In den 80er Jahren, so Watt, habe es ausgesehen, als seien etwa Großbritannien und die USA am absteigenden Ast. Heute ist die einstige Vorzeigevolkswirtschaft Deutschland mit Rekordarbeitslosigkeit und einem Wirtschaftswachstum von nur rund einem Prozent konfrontiert. Die Gründe für diese Wende sind vielfältig. "Die Wiedervereinigung steht sicherlich im Zentrum", ist er überzeugt, "in Verbindung mit dem Maastrichter Prozess und der Währungsunion". Es sei zwar richtig, dass für die rund 120 Milliarden Euro Transferleistungen pro Jahr von West nach Ost erhebliche Mittel aus dem Bundeshaushalt notwendig seien, stimmt Fuest zu. Und auch den Stabilitätspakt werde Deutschland das vierte Jahr hintereinander verletzen - "wir liegen eher bei vier als bei drei Prozent". Aber das wirkliche Problem sei die mangelnde Wettbewerbsfähigkeit.
Schröders Denkfehler
Die Reformen unter Bundeskanzler Gerhard Schröder sehen beide weitgehend positiv. Allerdings ortet Watt einen Denkfehler, Fuest gehen sie nicht weit genug. "Es wurde die weit verbreitete Meinung beherzigt", meint ersterer, "dass die Probleme tatsächlich am Arbeitsmarkt liegen. Sie manifestieren sich aber nur dort." Druck auf den Arbeitsmarkt im Sinne von Leistungskürzungen könne man nur ausüben, wenn eine expansive Wirtschaft herrsche. Um diese zu stimulieren müsse der Staat investieren und/oder die Leitzinsen senken. Ersteres sei wegen der strengen Haushaltsdisziplin für die Einheitswährung nicht möglich und die Zinsen für die Eurozone bestimmt die Europäische Zentralbank. Folgerichtig hätte Deutschland zu Beginn der Reformen etwa 2001 oder 2002 eine kurzfristige Aussetzung des Stabilitätspakts verlangen sollen, schließt Watt. Schließlich sei auch der Aufstieg der heute erfolgreichen Briten Anfang der 1990er Jahre mit einer massiven Währungsabwertung und einem Defizit von acht Prozent eingeleitet worden.
Idee "absurd"
Fuest hält ein vorübergehendes Aussetzen schlicht für eine "absurde Idee". Einerseits werde die Wirkung der Geldpolitik (Zinsen Anm.) auf die Konjunktur überschätzt. Andererseits setze sich die Lehrmeinung durch, dass geringere Staatsausgaben nicht gleich zu weniger Wachstum führen. Ein gutes Beispiel dafür sei Österreich.

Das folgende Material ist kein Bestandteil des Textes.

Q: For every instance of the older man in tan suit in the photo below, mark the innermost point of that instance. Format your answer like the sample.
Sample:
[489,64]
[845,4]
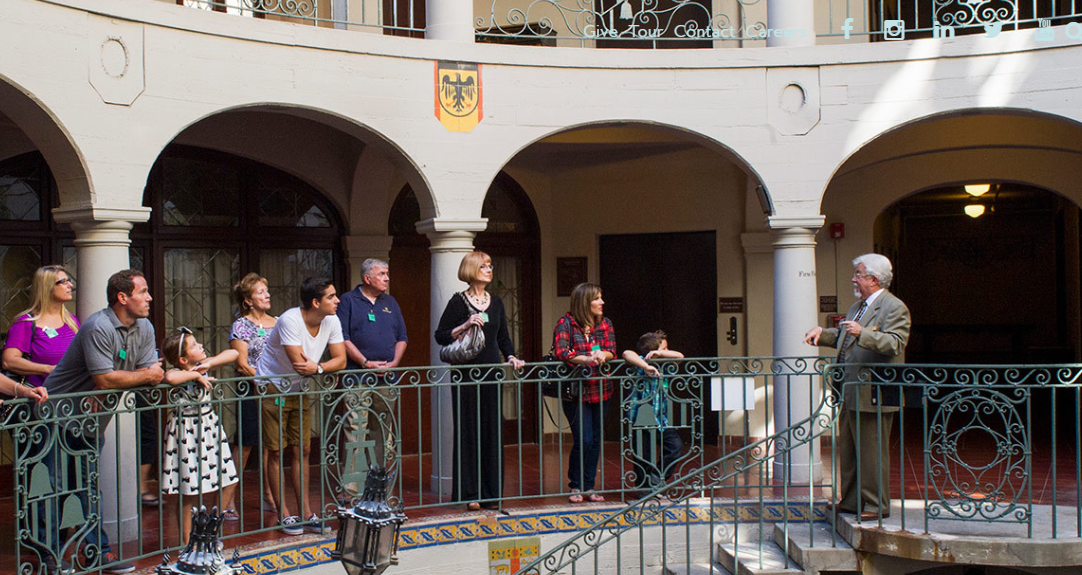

Uneins sind sich die beiden Wirtschaftsforscher auch über die internationale Wettbewerbsfähigkeit Deutschlands. Während Watt sie sehr hoch sieht und auch die Weltbank unlängst Rang 4 vergeben hat, verweist Fuest auf die fehlende Wertschöpfung. "Verbucht werden zwar die gesamten Exporte. Viele Vorleistungen werden aber nicht im Land erbracht".
Deshalb müsse Deutschland wettbewerbsfähiger werden. "Wir leben heute - auch angesichts der EU-Osterweiterung - mehr den je in einer globalisierten Welt", gibt er zu Bedenken. Daher müsse die nächste Regierung die Reformen Schröders noch fortführen. Konkret fordert Fuest die Senkung der Lohnnebenkosten, eine Liberalisierung des Arbeitsrechts und eine Steuerreform, wie sie die deutschen Christdemokraten verlangen. Für eine Flat-Tax sei "Deutschland aber noch nicht bereit".
Das sieht auch Gewerkschafts-Ökonom Watt so ("eindeutige Umverteilung von unten nach oben"). Er glaubt aber, dass Deutschland die bisherigen Reformen erst einmal verdauen muss. Darüber hinaus müsse der Staat - im Rahmen der Möglichkeiten des im März gelockerten Stabilitätspakts - verstärkt investieren - etwa in öffentliche Infrastruktur.